Advanced Deep Learning Methodologies in the Diagnosis of Parkinson's Disease: A Comprehensive Review
Shaikh Haque Naema1, Monika Bhagwat2
1 Electronics and Telecommunication Department, Pillai College of Engineering, New Panvel, Mumbai, Maharashtra - 410206, India
2 Professor, Electronics and Telecommunication Department, Pillai College of Engineering, New Panvel, Mumbai, Maharashtra - 410206, India
ABSTRACT
This study of the literature explores the field of sophisticated deep techniques for diagnosing Parkinson's illness and severity evaluation. The research looks into the use of machine learning algorithms as potential markers of Parkinson's illness in manual illustrations and speech impairments.

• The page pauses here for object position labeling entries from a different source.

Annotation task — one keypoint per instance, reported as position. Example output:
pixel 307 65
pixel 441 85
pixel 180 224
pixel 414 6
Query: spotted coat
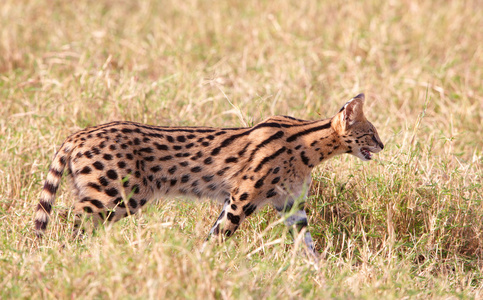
pixel 118 167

These algorithms include XGBoost, Neural Networks with Recurrence, and ensemble models. Numerous feature extraction techniques, model comparison assessments, and preprocessing methodologies are investigated in an effort to improve precision and efficacy of Parkinson's illness diagnosis. In order to improve performance and interpretability of the prototype, the importance of feature engineering, ensemble learning techniques, and interpretability techniques like LIME and SHAP values is emphasized. The study also highlights how crucial it is to integrate several models for real-time monitoring systems to assist in the prompt identification and ongoing tracking of Parkinson's illness. Future possibilities for examine include adding other symptoms including handwriting distortion and olfactory sound loss, investigating new algorithms, and using deep learning approaches to improve system performance. Considerable progress in Parkinson's disease diagnosis and therapy can be made by filling up these research gaps and utilizing deep learning. By addressing these problems via additional study and technical developments, PD can be detected and managed earlier and more effectively, which will ultimately improve patient quality of life.
Keywords: Keywords: interpretability, early diagnosis, severity assessment, ensemble learning, XGBoost, deep learning, recurrent neural networks,, machine learning, Parkinson's illness, and feature engineering.